DLI programming interface info request (for traceroute)

Jeffrey Mogul mogul at jove.pa.dec.com
Sat May 26 08:17:20 AEST 1990


In article <9642 at lindy.Stanford.EDU> vaf at Valinor.Stanford.EDU (Vince Fuller) writes:
>Has anyone considered implementing a raw I/O library which would define
>a common interface to both the packet filter and NIT? I started to do
>this at one point, but didn't have both packet filter and NIT systems
>available to test it. Unfortunately, the packet filter interface also
>provides somewhat more functionality than NIT, so such a library would
>have to cater to the "least common denominator" of the two... Still,
>such a library would be very useful to those writing raw-packet code.

That's an interesting suggestion.  I've written a few library functions
for my own purposes as a way of simplifying the interface to the packet
filter.  However, when I ported three NIT applications (tcpdump, statspy,
and nfswatch) to Ultrix, I found it simpler to modify the existing code
in those applications instead of using a set of common library routines.

The reason is that there seems to be three interesting classes of things
to do when coding for the packet filter:

    (1) Initialization: open the device, set the various parameters.
    
    (2) Filter creation: if you want to filter packets in the kernel
    (as opposed to simply receiving everything) you need to produce
    the right "filter program".
    
    (3) Receiving packets: this usually takes the form of a loop, perhaps
    protected by a select() statement, that unpacks batches of packets
    and dispatches them, perhaps after incrementing some counters.
    
Step #1 (initialization) is probably the most stereotypical phase,
but even there one would have to provide a bunch of options ... and
you are right that NIT and the packet filter differ somewhat in the
facilities that they provide at this point.
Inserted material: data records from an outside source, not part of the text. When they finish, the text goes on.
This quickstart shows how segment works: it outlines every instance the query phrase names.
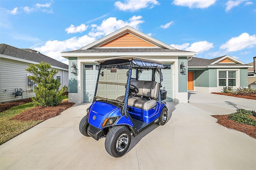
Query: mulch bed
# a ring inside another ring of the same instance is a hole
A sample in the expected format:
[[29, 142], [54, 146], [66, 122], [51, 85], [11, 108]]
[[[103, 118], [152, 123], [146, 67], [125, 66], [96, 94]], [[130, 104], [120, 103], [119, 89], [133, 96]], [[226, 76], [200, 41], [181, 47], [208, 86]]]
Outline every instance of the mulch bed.
[[231, 93], [212, 93], [212, 94], [216, 94], [217, 95], [225, 95], [226, 96], [233, 96], [234, 97], [240, 97], [241, 98], [244, 98], [247, 99], [251, 99], [253, 100], [256, 100], [256, 94], [251, 95], [236, 95]]
[[27, 103], [31, 102], [32, 101], [32, 99], [31, 98], [29, 98], [12, 102], [0, 104], [0, 112], [8, 110], [14, 106], [18, 106], [19, 105], [23, 105]]
[[[228, 128], [234, 129], [246, 133], [249, 136], [256, 139], [256, 127], [244, 123], [238, 123], [233, 120], [229, 120], [229, 115], [214, 115], [212, 116], [217, 119], [217, 123]], [[255, 119], [254, 117], [251, 117]]]
[[60, 115], [62, 112], [71, 107], [74, 104], [74, 103], [64, 101], [58, 106], [48, 107], [36, 106], [13, 117], [11, 120], [20, 121], [45, 121]]

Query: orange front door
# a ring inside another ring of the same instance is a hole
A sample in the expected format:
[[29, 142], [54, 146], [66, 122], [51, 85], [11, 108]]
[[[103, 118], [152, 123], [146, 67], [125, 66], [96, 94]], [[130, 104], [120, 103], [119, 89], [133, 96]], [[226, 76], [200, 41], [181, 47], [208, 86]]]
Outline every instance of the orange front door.
[[188, 73], [188, 90], [194, 90], [194, 73]]

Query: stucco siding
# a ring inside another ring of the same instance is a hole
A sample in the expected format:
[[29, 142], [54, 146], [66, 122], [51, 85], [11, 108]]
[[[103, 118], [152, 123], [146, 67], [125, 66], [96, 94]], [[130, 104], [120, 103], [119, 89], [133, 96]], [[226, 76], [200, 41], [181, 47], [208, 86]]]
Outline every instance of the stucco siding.
[[248, 71], [247, 68], [240, 69], [240, 87], [248, 87]]
[[217, 87], [217, 69], [209, 69], [209, 87]]
[[194, 71], [195, 87], [209, 87], [209, 71]]

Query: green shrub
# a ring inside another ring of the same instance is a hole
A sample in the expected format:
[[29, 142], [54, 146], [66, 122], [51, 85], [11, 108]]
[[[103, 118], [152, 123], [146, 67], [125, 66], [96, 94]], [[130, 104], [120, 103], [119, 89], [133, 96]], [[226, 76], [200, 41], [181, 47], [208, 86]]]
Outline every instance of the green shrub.
[[238, 123], [256, 126], [256, 121], [249, 116], [256, 115], [254, 111], [238, 109], [236, 110], [236, 111], [235, 113], [231, 114], [228, 119]]
[[256, 89], [250, 87], [239, 87], [234, 89], [233, 93], [237, 95], [251, 96], [256, 94]]
[[222, 92], [224, 93], [233, 93], [233, 87], [232, 86], [223, 87]]
[[36, 105], [43, 106], [53, 106], [59, 105], [62, 100], [62, 94], [68, 90], [66, 86], [59, 89], [60, 83], [54, 76], [58, 71], [52, 69], [51, 65], [48, 63], [41, 62], [39, 64], [30, 65], [25, 70], [33, 75], [28, 76], [37, 86], [35, 87], [34, 91], [36, 94], [32, 99]]

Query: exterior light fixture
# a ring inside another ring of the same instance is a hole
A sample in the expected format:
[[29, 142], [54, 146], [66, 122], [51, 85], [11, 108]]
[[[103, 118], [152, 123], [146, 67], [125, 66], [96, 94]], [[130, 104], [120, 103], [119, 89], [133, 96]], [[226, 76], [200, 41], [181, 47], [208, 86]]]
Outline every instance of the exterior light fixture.
[[76, 75], [77, 75], [77, 65], [74, 62], [72, 63], [72, 66], [70, 67], [70, 73]]
[[180, 73], [182, 75], [186, 75], [186, 68], [183, 62], [180, 64]]

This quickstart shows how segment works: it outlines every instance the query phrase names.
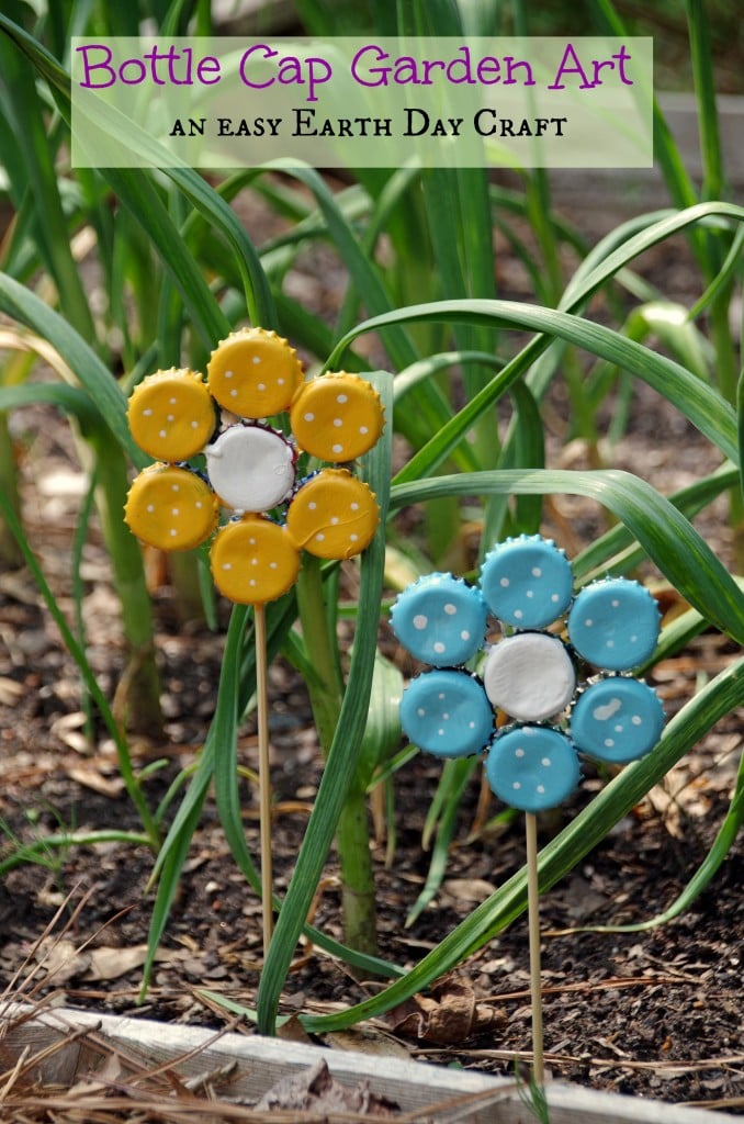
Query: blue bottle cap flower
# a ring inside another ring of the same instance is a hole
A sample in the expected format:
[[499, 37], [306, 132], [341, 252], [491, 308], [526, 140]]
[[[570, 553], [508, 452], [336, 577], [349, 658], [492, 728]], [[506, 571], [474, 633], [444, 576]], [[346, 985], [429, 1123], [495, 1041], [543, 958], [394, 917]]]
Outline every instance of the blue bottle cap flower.
[[554, 808], [578, 786], [579, 760], [568, 737], [547, 726], [499, 734], [486, 761], [491, 790], [520, 812]]
[[544, 628], [571, 602], [571, 564], [541, 535], [507, 538], [487, 554], [481, 589], [499, 620], [515, 628]]
[[408, 586], [392, 607], [392, 631], [417, 660], [435, 668], [465, 663], [486, 638], [488, 607], [478, 589], [450, 573]]
[[406, 688], [400, 704], [406, 736], [438, 758], [468, 758], [493, 734], [493, 711], [480, 682], [466, 671], [425, 671]]
[[626, 676], [600, 679], [583, 691], [571, 714], [577, 749], [600, 761], [625, 764], [654, 747], [664, 709], [647, 683]]
[[660, 614], [648, 590], [627, 578], [586, 586], [569, 613], [569, 638], [599, 668], [625, 671], [647, 660], [659, 640]]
Step #2 (filter creation) is probably the hardest problem.  The NIT-based
applications I ported don't bother with filters.  I've played around
with a few approaches (including canned library routines for things
like "receive all NFS packets", and a "compiler" that translates from
a LISP-like notation to "optimized" filter programs) but what I really
want is something that takes a high-level notion ("all packets between
host x and host y to or from tcp port telnet") and converts it directly
to a filter program.  (In many cases, the program could not be exact;
it would have to pass certain packets to the application for final
filtering.)  Anyway, consider this an "open problem" and not really
amenable to a standard.

Step #3 (packet reception loop) is hard to standardize mostly because
what goes on in the middle of the loop is quite application-specific.
Probably a clever up-call interface design would work.  Still, this
is the one part that I don't even have in my own libraries, because
each of my applications does it slightly differently.

If someone wanted to get started on this, I wouldn't mind participating.